De beroepscommissie heeft de Staatssecretaris in de gelegenheid gesteld schriftelijk te reageren op het beroep en klager alsmede zijn raadsman mr. B. Kurvers om het beroep schriftelijk toe te lichten.

Op grond van haar onderzoek overweegt en beslist de beroepscommissie als volgt.

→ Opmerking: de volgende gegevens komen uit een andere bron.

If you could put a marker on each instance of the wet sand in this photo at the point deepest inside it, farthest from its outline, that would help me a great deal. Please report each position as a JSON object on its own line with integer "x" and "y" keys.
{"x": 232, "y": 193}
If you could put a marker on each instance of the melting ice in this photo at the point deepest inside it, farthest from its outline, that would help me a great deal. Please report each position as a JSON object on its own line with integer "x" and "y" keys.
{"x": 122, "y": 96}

1. De inhoud van de bestreden beslissing
De Staatssecretaris heeft klagers verzoek tot het tijdelijk verlaten van de inrichting in het kader van algemeen verlof afgewezen.

2. De standpunten
Door en namens klager is het beroep als volgt toegelicht. In de bestreden beslissing wordt ten onrechte gesteld dat klager op 22 april 2016 zijn aanvraag heeft ingediend. Hij heeft zulks al in februari of maart gedaan. Het lijkt erop dat de inrichting
het proces tegenwerkt. Hierover heeft klager reeds een beklag ingediend bij de beklagcommissie.
Klager had een groot belang bij toekenning van de verlofaanvraag, nu hij in het betreffende weekend met zijn familie de as van zijn overleden ouders zou uitstrooien. Niet is gebleken dat de Staatssecretaris de risico’s inhoudelijk heeft afgewogen. Er
zijn geen aanwijzingen dat klager tijdens zijn verlof strafbare feiten zou gaan plegen. Klager vertoont in de inrichting slechts positief gedrag. De politie heeft onderzoek gedaan en geconcludeerd dat er geen contra-indicaties zijn met betrekking tot
klagers recidiverisico. Ook de reclassering ziet geen contra-indicaties voor het starten van detentiefasering. Het recidiverisico is niet nader onderbouwd. Klager is bereid zich aan alle afspraken en voorwaarden te houden.
Het enkele feit dat klager tijdens een penitentiair programma (p.p.) een strafbaar feit heeft gepleegd, mag niet in de weg staan aan verlofverlening. Temeer nu de zaaksofficier van het Openbaar Ministerie (OM) die klager heeft vervolgd voor het tijdens
het p.p. gepleegde delict, eveneens positief heeft geadviseerd. Voorts zijn in de strafmaat bij de veroordeling de feiten en omstandigheden al meegewogen, klager is dus voldoende gestraft voor het delict. Door en namens klager wordt verzocht het beroep
mondeling te mogen toelichten.

Namens de Staatssecretaris is de bestreden beslissing als volgt toegelicht. Klager heeft tijdens deelname aan een p.p. een nieuw strafbaar feit gepleegd, waarvoor hij op 23 september 2015 is ingesloten in het huis van bewaring en inmiddels is
veroordeeld. Gelet hierop is klager onvoldoende in staat de verantwoordelijkheid van grotere vrijheden te dragen en bestaat er gevaar voor het plegen van strafbare feiten tijdens het verlof.
Op klagers verlofaanvraag zijn de volgende adviezen uitgebracht.
De directeur van de penitentiaire inrichting Vught heeft negatief geadviseerd ten aanzien van de verlofaanvraag, omdat klager een nieuw delict heeft gepleegd tijdens deelname aan het p.p.
Het OM heeft positief geadviseerd ten aanzien van de verlofaanvraag.
De politie heeft positief geadviseerd ten aanzien van de verlofaanvraag.

3. De beoordeling
Klager heeft verzocht het beroep mondeling te mogen toelichten. Nu klager geen argumenten heeft aangevoerd waarom een schriftelijke behandeling naar zijn mening niet volstaat en de beroepscommissie zich in deze zaak voldoende ingelicht acht om op het
beroep te beslissen, wijst de beroepscommissie het verzoek af.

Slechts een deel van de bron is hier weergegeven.